Mesmo na ruidosa política de Miami, a confusão tem sido impressionante, expondo uma profunda divisão entre os ex-filhos da Operação Pedro Pan, o programa secreto administrado pela Igreja Católica com a ajuda do Departamento de Estado que reassentou cerca de 14 mil jovens cubanos após a revolução de 1959 na ilha. No passado, os beneficiários do programa, conhecidos como Pedro Pans, evitavam amplamente divulgar as divergências internas. Mas para alguns Pedro Pans hoje, ou a comparação de Wenski foi longe demais – ou a política de DeSantis foi.

“Somos irmãos e irmãs e não brigamos uns com os outros”, disse Carmen Valdivia, que chegou aos 12 anos em 1962. Mas, acrescentou, o arcebispo e seus aliados “nos inseriram” no debate. “E eu lamento por isso.”

A imigração já parecia intocável como questão política na Flórida, quando os republicanos temiam que adotar medidas duras afastaria os hispânicos, que representam mais de um quarto da população do estado. O presidente Donald Trump mudou isso quando venceu na Flórida em 2016, enquanto adotava uma linha dura em relação à imigração. DeSantis fez o mesmo dois anos depois.

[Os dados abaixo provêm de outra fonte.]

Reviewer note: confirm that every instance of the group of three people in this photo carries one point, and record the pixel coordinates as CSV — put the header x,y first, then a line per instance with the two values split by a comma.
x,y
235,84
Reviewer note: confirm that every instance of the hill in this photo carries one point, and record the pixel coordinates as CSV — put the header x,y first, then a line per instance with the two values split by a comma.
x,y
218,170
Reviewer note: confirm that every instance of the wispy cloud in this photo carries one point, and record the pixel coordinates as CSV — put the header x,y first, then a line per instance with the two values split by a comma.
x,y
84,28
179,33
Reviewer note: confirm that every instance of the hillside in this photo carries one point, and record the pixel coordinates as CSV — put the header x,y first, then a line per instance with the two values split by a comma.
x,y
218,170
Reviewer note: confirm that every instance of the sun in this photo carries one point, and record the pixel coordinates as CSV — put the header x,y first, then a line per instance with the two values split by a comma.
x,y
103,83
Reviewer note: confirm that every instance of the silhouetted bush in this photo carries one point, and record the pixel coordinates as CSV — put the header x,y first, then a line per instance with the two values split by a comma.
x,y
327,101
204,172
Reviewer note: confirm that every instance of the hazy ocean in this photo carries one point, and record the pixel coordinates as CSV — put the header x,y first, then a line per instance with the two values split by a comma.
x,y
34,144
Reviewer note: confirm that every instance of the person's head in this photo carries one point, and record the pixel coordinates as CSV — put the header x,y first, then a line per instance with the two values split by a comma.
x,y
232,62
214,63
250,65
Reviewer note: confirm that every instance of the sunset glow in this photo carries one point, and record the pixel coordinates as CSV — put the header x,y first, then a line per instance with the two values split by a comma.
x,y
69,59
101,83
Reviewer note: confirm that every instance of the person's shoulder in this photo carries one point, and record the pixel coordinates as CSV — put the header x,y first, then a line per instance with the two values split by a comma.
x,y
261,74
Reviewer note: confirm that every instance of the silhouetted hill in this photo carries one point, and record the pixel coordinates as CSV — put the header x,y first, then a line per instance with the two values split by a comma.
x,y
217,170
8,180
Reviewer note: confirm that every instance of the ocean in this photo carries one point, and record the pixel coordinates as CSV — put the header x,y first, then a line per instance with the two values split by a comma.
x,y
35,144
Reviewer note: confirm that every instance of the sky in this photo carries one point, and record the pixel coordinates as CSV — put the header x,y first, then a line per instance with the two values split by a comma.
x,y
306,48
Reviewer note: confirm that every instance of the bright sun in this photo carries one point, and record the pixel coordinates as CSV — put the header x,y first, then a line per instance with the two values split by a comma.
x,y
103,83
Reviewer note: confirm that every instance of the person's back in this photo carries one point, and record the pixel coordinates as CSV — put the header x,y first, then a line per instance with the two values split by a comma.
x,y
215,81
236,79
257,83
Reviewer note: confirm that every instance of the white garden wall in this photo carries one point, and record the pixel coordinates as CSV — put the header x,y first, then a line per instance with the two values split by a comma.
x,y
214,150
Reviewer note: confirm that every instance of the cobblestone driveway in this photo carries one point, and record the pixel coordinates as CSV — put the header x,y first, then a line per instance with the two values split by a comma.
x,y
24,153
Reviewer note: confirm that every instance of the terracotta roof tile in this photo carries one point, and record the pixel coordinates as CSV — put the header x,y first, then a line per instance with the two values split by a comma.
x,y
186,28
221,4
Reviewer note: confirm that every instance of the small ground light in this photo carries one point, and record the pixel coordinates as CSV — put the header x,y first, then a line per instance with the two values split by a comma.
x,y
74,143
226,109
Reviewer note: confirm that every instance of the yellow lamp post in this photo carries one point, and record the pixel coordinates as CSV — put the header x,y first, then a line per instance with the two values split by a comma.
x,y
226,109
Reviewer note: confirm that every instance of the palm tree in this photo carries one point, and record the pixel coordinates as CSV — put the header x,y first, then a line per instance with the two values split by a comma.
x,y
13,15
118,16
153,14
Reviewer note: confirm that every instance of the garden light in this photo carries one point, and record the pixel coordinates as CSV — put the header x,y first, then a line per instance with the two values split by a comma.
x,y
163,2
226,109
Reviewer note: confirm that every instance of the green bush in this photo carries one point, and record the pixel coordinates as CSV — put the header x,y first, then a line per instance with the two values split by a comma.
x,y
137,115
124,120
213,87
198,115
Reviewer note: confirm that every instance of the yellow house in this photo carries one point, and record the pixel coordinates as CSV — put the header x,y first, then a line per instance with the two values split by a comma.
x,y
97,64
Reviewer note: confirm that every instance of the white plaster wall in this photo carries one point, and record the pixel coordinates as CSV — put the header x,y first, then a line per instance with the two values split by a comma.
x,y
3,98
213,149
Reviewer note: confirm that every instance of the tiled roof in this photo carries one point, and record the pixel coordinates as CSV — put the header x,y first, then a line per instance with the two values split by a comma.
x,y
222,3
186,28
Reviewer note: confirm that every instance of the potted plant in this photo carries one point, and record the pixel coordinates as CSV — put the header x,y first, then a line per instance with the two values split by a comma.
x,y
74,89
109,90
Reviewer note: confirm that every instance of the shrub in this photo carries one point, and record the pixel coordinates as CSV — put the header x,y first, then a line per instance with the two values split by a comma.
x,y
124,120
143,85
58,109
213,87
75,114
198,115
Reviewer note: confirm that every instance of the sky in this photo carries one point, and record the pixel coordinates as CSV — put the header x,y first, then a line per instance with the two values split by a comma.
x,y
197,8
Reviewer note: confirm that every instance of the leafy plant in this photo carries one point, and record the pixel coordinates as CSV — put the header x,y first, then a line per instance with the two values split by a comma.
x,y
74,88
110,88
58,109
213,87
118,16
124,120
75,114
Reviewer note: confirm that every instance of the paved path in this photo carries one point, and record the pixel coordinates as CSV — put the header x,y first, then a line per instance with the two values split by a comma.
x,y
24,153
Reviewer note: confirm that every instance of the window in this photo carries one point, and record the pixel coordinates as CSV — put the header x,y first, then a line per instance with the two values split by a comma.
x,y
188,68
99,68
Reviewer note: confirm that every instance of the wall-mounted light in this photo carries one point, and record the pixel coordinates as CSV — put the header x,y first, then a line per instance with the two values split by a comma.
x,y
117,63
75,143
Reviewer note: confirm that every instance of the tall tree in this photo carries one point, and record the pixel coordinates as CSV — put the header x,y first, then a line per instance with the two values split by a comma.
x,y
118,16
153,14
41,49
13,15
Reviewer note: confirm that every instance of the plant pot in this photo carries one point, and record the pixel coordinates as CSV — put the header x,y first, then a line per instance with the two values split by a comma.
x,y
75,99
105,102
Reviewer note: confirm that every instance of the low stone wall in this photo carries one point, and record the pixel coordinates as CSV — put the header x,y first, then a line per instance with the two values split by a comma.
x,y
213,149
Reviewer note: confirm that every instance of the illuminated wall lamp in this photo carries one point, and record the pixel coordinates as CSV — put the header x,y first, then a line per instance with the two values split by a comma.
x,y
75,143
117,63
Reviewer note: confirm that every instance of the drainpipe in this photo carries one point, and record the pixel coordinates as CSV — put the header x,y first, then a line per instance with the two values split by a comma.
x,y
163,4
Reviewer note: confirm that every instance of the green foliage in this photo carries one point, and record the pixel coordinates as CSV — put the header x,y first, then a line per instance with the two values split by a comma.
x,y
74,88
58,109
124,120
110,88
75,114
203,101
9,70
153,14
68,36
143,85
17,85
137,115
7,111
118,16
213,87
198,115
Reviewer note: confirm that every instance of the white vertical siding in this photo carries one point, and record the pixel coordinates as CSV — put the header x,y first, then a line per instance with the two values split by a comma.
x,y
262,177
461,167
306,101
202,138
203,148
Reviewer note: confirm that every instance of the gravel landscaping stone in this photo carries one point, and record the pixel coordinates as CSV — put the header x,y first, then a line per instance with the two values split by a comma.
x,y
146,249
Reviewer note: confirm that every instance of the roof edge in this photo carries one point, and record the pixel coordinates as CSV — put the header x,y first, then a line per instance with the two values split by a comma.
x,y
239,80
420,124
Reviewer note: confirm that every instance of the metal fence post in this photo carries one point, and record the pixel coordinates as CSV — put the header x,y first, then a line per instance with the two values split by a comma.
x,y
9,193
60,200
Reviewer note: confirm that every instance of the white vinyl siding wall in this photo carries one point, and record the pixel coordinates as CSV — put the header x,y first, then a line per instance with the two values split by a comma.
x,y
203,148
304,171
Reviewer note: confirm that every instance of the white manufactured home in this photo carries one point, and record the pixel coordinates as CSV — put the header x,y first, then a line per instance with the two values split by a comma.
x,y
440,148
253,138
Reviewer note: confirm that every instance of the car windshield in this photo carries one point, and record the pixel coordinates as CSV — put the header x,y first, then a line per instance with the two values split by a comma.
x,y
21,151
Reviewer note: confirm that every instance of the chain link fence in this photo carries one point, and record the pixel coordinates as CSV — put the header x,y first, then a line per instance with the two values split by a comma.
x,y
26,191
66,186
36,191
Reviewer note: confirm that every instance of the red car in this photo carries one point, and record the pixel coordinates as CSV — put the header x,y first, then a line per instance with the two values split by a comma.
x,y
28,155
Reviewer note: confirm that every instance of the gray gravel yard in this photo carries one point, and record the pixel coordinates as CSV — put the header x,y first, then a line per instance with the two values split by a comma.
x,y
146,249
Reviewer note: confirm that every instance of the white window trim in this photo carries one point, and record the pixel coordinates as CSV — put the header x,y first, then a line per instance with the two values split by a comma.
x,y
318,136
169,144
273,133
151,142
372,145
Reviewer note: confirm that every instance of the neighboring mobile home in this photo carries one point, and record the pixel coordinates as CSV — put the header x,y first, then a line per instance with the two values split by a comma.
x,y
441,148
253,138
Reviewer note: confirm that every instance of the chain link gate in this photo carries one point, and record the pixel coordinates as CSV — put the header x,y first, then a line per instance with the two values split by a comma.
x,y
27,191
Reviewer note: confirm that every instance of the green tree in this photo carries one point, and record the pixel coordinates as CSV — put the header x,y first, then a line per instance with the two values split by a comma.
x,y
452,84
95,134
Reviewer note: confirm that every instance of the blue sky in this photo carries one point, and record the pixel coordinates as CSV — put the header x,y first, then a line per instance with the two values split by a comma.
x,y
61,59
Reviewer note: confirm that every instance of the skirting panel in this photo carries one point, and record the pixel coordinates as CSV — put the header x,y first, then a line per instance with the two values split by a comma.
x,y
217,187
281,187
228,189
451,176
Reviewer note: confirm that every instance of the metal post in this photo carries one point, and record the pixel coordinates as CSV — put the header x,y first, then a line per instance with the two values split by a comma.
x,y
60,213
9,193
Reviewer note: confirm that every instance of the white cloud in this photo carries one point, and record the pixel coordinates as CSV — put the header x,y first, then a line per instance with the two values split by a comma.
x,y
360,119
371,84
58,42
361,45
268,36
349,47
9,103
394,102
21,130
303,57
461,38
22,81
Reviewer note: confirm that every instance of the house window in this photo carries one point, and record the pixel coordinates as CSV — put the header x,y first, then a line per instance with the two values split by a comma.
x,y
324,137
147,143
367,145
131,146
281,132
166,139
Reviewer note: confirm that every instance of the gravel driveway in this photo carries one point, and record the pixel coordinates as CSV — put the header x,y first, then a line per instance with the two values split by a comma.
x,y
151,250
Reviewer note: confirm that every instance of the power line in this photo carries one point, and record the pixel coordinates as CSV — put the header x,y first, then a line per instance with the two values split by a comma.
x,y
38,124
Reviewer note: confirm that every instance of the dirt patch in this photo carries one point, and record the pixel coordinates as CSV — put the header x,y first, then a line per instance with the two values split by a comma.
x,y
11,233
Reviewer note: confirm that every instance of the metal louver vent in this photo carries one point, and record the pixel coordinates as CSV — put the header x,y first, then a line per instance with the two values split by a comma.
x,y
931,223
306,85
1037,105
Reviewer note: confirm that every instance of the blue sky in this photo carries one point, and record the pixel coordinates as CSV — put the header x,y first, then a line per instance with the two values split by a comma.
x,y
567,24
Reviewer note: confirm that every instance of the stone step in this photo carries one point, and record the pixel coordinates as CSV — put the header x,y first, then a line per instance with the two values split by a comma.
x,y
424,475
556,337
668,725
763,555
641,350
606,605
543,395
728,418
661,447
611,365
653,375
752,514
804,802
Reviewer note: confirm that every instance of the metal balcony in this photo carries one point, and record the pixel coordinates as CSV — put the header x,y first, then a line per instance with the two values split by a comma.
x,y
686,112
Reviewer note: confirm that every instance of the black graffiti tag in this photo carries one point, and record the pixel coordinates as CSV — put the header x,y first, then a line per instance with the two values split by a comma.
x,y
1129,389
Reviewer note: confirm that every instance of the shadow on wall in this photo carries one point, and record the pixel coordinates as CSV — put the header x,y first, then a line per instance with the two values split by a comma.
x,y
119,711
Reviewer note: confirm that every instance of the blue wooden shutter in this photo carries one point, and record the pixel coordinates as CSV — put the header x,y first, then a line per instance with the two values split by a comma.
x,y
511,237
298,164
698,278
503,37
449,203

Novas leis estaduais se seguiram: em 2019, DeSantis e o Legislativo controlado pelos republicanos proibiram as chamadas cidades e condados santuários, embora a maioria dos analistas concordasse que a Flórida não tinha nenhuma. No ano passado, um juiz federal derrubou partes da lei, chamando-a de motivada racialmente. O Estado recorreu.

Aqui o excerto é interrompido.